Well, the question that finally worked on me was this: “What would I do with my day if I knew for sure I was going to feel terrible?”

And that question led to drastically revise what I expected of myself. Because it all comes down to expectations. I didn’t realise it, but I’d been designing my life around being at my best 24/7 – always firing on all of the cylinders all of the time. And the moment I wasn’t able to do that I was incredibly frustrated. Cue spiral.

But the problem wasn’t my moods. The ups and downs didn’t help, sure, but the real problem was my expectations. If you expect yourself to be at your best all the time, well then it’s just basic maths that you’re going to be disappointed most of the time. On the vast majority of your days, you are capable of performing at your average level. Some of the time you’re capable only of your worst. And an equal amount of time you’re capable of your best.

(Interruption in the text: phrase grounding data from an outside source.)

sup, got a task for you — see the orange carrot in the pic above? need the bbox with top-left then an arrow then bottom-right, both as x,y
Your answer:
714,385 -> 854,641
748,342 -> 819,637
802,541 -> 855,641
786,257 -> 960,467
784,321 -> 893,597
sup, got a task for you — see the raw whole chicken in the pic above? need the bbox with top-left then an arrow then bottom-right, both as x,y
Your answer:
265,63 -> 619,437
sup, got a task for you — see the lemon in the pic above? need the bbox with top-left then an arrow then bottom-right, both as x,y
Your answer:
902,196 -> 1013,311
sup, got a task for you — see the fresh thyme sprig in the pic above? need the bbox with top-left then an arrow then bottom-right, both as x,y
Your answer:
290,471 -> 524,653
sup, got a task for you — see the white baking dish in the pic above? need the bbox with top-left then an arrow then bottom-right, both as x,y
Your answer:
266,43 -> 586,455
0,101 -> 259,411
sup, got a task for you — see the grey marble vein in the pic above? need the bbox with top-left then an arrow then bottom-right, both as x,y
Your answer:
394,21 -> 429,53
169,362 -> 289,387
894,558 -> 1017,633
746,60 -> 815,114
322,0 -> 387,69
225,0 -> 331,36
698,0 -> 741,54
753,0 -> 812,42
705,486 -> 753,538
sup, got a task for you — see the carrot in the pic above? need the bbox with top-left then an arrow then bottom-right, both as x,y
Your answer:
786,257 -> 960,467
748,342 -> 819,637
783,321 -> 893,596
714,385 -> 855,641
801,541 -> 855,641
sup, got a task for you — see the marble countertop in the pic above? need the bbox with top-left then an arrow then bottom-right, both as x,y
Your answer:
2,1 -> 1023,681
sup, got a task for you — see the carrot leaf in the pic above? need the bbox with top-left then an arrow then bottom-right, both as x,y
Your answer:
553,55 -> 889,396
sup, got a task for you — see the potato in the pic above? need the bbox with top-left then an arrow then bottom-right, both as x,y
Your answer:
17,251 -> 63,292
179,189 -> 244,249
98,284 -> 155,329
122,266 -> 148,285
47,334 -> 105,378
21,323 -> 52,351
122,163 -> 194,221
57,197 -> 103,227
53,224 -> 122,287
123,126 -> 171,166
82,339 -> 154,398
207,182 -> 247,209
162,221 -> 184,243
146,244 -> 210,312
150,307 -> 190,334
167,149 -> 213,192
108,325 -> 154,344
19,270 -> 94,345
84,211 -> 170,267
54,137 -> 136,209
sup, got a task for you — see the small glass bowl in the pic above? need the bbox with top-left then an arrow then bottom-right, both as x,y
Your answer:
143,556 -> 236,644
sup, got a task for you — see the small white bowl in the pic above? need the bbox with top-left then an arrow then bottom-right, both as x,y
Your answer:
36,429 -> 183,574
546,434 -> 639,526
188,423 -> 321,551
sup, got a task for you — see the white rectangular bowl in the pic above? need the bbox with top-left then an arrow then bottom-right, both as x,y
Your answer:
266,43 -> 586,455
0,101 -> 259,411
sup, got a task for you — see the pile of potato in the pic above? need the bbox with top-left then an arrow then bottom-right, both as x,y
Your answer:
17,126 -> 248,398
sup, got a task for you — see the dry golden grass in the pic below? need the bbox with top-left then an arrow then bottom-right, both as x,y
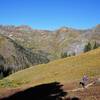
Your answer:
0,48 -> 100,87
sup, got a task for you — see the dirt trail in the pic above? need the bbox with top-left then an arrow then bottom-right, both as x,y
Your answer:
68,81 -> 95,92
64,78 -> 100,100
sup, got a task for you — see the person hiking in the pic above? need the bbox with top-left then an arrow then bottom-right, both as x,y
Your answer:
79,75 -> 88,88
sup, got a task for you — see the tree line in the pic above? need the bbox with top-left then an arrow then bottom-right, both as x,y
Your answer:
61,41 -> 99,58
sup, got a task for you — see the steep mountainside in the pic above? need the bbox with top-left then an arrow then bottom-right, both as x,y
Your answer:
0,34 -> 49,77
0,25 -> 100,59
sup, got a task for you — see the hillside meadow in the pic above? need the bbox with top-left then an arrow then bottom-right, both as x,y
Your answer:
0,48 -> 100,88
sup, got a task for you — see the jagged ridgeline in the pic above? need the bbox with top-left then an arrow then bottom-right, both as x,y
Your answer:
0,35 -> 49,78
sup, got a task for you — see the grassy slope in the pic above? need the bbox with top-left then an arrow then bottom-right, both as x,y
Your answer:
0,48 -> 100,87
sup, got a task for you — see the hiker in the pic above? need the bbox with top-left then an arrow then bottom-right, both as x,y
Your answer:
79,75 -> 88,88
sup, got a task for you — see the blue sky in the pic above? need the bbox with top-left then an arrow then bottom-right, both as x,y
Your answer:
0,0 -> 100,30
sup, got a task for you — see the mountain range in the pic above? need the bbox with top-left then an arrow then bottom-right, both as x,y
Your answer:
0,24 -> 100,59
0,24 -> 100,77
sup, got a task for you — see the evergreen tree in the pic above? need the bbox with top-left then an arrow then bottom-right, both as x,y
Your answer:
0,72 -> 3,79
0,65 -> 4,79
84,42 -> 92,52
93,41 -> 99,49
61,52 -> 68,58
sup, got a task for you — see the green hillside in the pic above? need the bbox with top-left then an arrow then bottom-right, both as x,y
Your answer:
0,48 -> 100,87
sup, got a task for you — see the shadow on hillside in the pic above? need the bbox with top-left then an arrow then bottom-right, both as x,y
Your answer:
2,82 -> 67,100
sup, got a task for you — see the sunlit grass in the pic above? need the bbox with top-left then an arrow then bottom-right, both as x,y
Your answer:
0,48 -> 100,87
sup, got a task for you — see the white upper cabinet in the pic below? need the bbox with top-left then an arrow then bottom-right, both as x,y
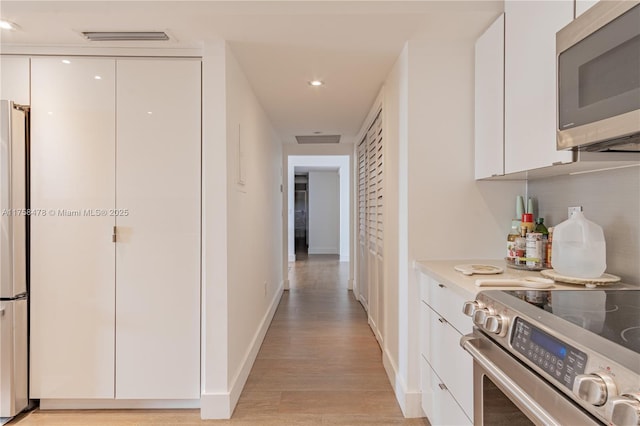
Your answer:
475,14 -> 505,179
0,56 -> 30,105
30,57 -> 117,399
504,0 -> 574,174
115,58 -> 201,399
576,0 -> 599,17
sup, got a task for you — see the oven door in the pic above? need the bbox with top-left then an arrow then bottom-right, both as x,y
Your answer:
461,330 -> 602,426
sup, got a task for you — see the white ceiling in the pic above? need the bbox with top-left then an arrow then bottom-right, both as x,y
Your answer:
0,1 -> 502,145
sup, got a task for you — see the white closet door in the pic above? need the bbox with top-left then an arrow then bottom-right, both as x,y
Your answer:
115,59 -> 201,399
30,57 -> 116,398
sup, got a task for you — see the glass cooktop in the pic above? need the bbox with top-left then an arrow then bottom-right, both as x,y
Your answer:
505,289 -> 640,354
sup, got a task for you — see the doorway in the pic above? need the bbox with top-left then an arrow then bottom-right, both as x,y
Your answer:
285,155 -> 352,290
294,174 -> 309,259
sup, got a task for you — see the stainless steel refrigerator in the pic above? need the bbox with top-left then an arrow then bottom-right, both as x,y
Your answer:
0,100 -> 29,420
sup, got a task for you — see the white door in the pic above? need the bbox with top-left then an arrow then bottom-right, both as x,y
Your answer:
114,59 -> 201,399
30,57 -> 116,398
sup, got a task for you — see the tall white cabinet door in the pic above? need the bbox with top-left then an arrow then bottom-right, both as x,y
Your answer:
115,59 -> 201,399
30,57 -> 116,398
0,56 -> 30,105
475,14 -> 505,179
504,1 -> 574,174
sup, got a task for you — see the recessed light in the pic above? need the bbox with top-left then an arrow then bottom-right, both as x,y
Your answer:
62,59 -> 71,64
94,75 -> 102,80
0,20 -> 18,30
147,111 -> 153,115
308,80 -> 324,87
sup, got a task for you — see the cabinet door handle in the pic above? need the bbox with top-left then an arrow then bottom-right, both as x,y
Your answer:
438,317 -> 448,325
112,226 -> 117,243
438,283 -> 445,288
438,383 -> 448,391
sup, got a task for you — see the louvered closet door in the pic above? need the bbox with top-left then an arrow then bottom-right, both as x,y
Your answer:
357,109 -> 383,341
357,137 -> 369,307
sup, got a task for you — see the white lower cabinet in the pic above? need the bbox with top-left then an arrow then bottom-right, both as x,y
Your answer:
30,57 -> 201,402
419,274 -> 473,425
421,357 -> 472,426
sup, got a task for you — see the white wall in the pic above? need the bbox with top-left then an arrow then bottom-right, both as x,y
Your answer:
308,171 -> 340,255
201,41 -> 283,419
365,39 -> 526,417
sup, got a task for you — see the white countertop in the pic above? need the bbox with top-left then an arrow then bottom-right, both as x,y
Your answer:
414,259 -> 636,301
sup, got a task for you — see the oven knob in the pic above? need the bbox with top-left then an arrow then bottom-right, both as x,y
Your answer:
462,301 -> 484,317
609,393 -> 640,426
473,308 -> 491,326
484,314 -> 506,334
573,373 -> 617,407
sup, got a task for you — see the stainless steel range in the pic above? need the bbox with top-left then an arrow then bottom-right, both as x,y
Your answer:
460,289 -> 640,425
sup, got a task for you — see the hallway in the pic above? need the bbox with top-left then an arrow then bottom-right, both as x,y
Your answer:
226,254 -> 428,424
13,255 -> 428,425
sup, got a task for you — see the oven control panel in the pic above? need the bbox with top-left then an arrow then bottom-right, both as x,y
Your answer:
511,317 -> 587,390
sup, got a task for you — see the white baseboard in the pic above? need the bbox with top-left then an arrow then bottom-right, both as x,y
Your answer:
308,247 -> 338,255
357,294 -> 369,313
382,349 -> 424,418
39,399 -> 200,410
348,278 -> 354,290
199,392 -> 232,419
200,282 -> 284,419
288,254 -> 296,262
368,316 -> 383,347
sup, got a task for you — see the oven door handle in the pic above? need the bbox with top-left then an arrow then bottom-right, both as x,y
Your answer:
461,334 -> 562,426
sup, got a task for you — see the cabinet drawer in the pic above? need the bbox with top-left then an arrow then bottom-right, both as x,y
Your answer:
425,307 -> 473,419
425,277 -> 472,334
420,301 -> 430,357
421,357 -> 472,426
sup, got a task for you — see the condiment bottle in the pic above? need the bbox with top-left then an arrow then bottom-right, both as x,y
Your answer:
521,213 -> 534,234
515,225 -> 527,265
535,218 -> 549,268
546,227 -> 553,268
535,217 -> 548,236
506,220 -> 520,263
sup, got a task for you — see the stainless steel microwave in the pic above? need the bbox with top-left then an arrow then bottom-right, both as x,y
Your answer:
557,1 -> 640,152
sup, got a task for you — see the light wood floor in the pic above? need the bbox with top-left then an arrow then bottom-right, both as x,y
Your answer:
14,255 -> 429,425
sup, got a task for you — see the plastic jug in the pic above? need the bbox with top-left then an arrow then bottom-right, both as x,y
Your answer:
551,211 -> 606,278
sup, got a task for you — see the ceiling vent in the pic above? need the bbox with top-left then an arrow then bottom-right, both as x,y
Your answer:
295,135 -> 341,144
82,31 -> 170,41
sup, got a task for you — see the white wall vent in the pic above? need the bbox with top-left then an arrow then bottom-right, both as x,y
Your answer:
82,32 -> 170,41
295,135 -> 341,144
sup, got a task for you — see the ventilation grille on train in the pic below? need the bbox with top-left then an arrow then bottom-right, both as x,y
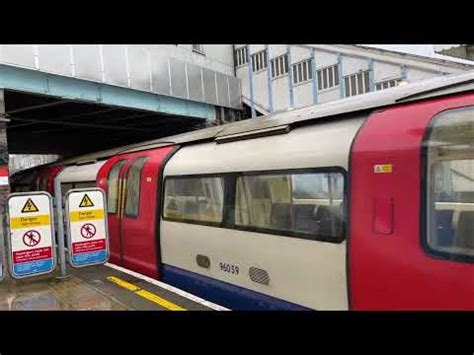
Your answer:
196,254 -> 211,269
249,267 -> 270,285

If I set the bar low enough that I can hit it on my worst days, do you know what happens? I hit it and no matter how depressed I am in general, I can at least feel good about that. Do you know what happens if I set the bar so high I can only hit it on my best days? I hate my life.

Even on your worst days, you’re capable of something. Measure yourself against this “something” and you’ll find that even your foulest moods lose their power to completely derail you.

Remember: There’s a very big difference between letting something slow you and down and letting something stop you.